Rio (Carlos Saldanha, 2011)

Antes de hincar las fauces críticas sobre un título como éste, resulta imprescindible conocer la vocación infantil de un producto que parece olvidar conscientemente a su público adulto. Una trama simple y en línea recta, con abundantes momentos de esparcimiento, para que el niño no sólo pueda estar entretenido, sino que además entienda lo que está pasando.

Y no hablamos de tomar al niño como tonto, sino de acercarnos al nivel de comprensión narrativa de un lenguaje que aún no domina. De modo que la función es para ellos, y no para nosotros, tras esa decisión de dejar fuera del relato al adulto que limita a la película y que es, a la vez, lo que le da toda su libertad.

Rio se ha convertido en un milagro por partida doble para Carlos Saldanha. En primer lugar, porque aleja al estudio por fin de los refritos de Ice Age, cuya gracia se perdía ya con la primera entrega y su estructura de gags independientes. Y en segundo, porque permite al director mostrar en el cine su Brasil natal al resto del mundo. No es su intención reflejar el verdadero Río de Janeiro, sino de la manera idílica que él lo ve.

La película se convierte, por tanto, en un auténtico festín de lo visual. El delicado equilibrio de su exuberante explosión de colores, el vertiginoso virtuosismo con que se mueve ese hermoso universo estético… Todo gira en torno a la imagen, en un filme que sabe que debe agarrarse inevitablemente a todos los tópicos posibles y a la estructura argumental basada en fórmulas fáciles para que su libertad expresiva no transforme los fuegos artificiales en un caos narrativo.

Sus personajes están diseñados con delicadeza y con exagerado detalle. Cada movimiento de su protagonista se convierte en un perfecto estudio del movimiento de las aves al mismo tiempo que se preocupa en añadirle la riqueza de la expresión humana. Asistir a este festival de lo visual es también contemplar cómo la riqueza del lenguaje expresivo se hace en esas criaturas imaginarias algo casi tangible.

De repente, ya no importa su desarrollo, previsible y totalmente convencional, sino admirar la perfección estética de unas imágenes que celebran los colores del mundo y cantan a su belleza con pasión y con una despreocupación envidiable. La sensación de que algo grande va a ocurrir durante todo el metraje con el carnaval de Brasil no tiene lugar en la fiesta, sino con el misterio de la celebración de la vida que tiene lugar en todo momento a través de las pequeñas cosas.

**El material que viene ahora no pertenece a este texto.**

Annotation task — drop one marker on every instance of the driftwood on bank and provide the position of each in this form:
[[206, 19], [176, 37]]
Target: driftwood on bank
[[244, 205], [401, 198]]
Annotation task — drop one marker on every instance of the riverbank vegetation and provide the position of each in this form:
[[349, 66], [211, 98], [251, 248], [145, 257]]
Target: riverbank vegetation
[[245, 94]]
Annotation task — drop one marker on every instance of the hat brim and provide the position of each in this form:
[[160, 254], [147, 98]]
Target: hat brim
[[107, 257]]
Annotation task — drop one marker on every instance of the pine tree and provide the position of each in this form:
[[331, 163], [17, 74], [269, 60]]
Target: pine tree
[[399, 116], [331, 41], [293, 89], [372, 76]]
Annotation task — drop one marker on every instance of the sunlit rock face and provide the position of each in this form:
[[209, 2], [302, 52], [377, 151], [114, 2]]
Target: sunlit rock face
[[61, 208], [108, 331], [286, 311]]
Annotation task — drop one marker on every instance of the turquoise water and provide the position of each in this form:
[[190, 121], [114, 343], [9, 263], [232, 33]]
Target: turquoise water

Pero, como en la gran mayoría de los filmes de animación, la llegada del ser humano destruye toda esa armonía. Los personajes humanos están dibujados con desidia, resultan mediocres frente a sus compañeros animales. Y de repente, la ficción deja de estar tan alejada de la realidad. Niños que roban, hombres que trafican, corazones y rostros egoístas que se desmigajan ante la belleza implacable del mundo animal.

Y entonces la representación de Saldanha de su Brasil idílico cobra sentido. El Rio de Janeiro virtual es extremadamente hermoso porque el ser humano ha sido desterrado de él. La odisea de representar la belleza de un lugar a través de su recreación virtual, por ser el hombre incapaz de valorarlo a través de la realidad. Representarlo como nos gustaría que fuera, y no como es.

La irrupción del ser humano en la historia y en la película, tal como aventura ese prólogo en que la vida en el Amazonas es muy feliz hasta que aparecen las jaulas construidas por el hombre, termina por arruinar un filme de altos vuelos que había encontrado, en su felicidad ensimismada y en su personaje tímido y cobarde, los entrañables elementos para desarmar toda opinión crítica.

Al comienzo de su historia, la urgencia en reproducir su especie saca de su burbuja a esa extraña ave, sobreprotegida e ingenua, para aprender por fin a volar. Quizás cuando el ser humano vuelva a sentirse una especie en peligro de extinción sea capaz de mirar el mundo con otros ojos.